Hacker News new | ask | show | jobs
by whatever1 811 days ago
The trial and error is the worst part.

In traditional languages, you can print iteration by iteration the intermediate result and understand if there is something wrong.

In SQL you sample output, and you keep changing the query until you think you get it right. And then 2 years later someone else finds that the query was wrong all this time.

5 comments

Common Table Expressions (CTE) do help a little, as you can query each “table” and inspect the output. Debugging a giant query with deeply nested sub queries is very painful indeed
So do table variables and temp tables.
> The trial and error is the worst part.

I don't know about anyone else, but I do this kinda naturally when writing SQL queries. Usually start with a base table, query the first 100 rows to see what the data looks like, start joining on other tables to get info I need, querying as I go to check join conditions, perhaps build out some CTEs if I need to do some more complex work, query those to check the format of the data ... And so on.

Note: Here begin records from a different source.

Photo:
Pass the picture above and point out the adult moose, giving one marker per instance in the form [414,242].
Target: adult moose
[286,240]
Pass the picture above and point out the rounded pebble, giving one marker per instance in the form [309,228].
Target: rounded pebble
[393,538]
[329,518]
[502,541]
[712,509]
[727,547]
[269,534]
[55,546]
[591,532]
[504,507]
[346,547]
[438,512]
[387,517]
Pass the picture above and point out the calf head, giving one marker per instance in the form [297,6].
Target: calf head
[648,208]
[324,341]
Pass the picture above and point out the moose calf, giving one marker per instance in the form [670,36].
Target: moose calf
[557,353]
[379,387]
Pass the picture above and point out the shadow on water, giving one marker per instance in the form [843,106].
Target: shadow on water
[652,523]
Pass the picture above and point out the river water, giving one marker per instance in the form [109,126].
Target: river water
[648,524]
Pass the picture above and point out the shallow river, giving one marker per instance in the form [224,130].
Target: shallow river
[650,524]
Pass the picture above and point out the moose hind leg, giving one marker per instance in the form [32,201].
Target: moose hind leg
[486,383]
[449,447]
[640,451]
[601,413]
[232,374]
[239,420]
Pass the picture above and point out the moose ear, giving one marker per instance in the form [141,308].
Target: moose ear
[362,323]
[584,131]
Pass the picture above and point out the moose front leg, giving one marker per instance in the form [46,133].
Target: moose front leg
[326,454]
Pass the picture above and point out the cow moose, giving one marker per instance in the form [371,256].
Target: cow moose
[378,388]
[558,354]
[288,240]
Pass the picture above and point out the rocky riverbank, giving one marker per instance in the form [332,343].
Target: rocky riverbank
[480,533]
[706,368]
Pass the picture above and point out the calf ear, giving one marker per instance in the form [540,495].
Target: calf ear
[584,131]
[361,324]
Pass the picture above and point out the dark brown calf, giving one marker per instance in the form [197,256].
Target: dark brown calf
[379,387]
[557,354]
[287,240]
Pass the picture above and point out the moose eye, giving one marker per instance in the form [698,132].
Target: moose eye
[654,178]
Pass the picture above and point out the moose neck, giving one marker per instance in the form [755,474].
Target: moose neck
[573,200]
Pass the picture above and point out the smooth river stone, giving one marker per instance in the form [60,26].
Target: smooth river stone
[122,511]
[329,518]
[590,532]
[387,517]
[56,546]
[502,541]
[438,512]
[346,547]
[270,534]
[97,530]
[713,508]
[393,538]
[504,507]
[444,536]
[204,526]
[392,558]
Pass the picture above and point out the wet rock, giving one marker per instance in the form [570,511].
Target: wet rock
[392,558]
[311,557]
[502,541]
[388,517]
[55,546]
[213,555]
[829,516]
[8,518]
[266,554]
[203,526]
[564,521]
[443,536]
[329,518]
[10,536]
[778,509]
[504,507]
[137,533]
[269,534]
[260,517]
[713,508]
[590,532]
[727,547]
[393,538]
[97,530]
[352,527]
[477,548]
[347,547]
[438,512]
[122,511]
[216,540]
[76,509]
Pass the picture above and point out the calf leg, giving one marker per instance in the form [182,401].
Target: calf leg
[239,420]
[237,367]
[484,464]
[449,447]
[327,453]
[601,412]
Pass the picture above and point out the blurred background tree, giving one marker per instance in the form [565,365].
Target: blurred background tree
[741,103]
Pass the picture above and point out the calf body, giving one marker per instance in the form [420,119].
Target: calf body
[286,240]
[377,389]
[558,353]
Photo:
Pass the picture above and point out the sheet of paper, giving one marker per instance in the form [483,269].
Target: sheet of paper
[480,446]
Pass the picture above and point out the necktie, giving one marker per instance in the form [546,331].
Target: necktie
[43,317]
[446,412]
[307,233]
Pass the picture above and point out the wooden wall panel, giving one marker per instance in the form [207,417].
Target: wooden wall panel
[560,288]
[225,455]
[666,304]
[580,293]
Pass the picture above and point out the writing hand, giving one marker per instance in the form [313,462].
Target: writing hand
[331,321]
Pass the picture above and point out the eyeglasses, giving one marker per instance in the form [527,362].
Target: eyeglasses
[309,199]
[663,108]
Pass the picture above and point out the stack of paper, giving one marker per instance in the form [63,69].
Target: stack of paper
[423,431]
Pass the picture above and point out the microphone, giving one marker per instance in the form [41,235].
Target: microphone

It doesn't feel that different to any other programming in that sense. Querying is printing.

> you can print iteration by iteration the intermediate result

You would not be able to do that with a multi-threaded/multi-process application.

And this is the reason why e.g. Trino/Presto is so powerful together with SQL.

Instead of telling the computer how to go by to get your result, you tell it what result you want and let it do it in the best way.

The most up-front way of telling a computer "how" is a for-loop. And SQL does not have it. It may seem limiting, but avoiding explicit for loops gives the freedom to the computer. If it sees it fit to distribute that calculation over 200 distributed CPUs it can do that. With an imperative language you need to tell the computer exactly how it should distribute it. And from there it gets really hairy.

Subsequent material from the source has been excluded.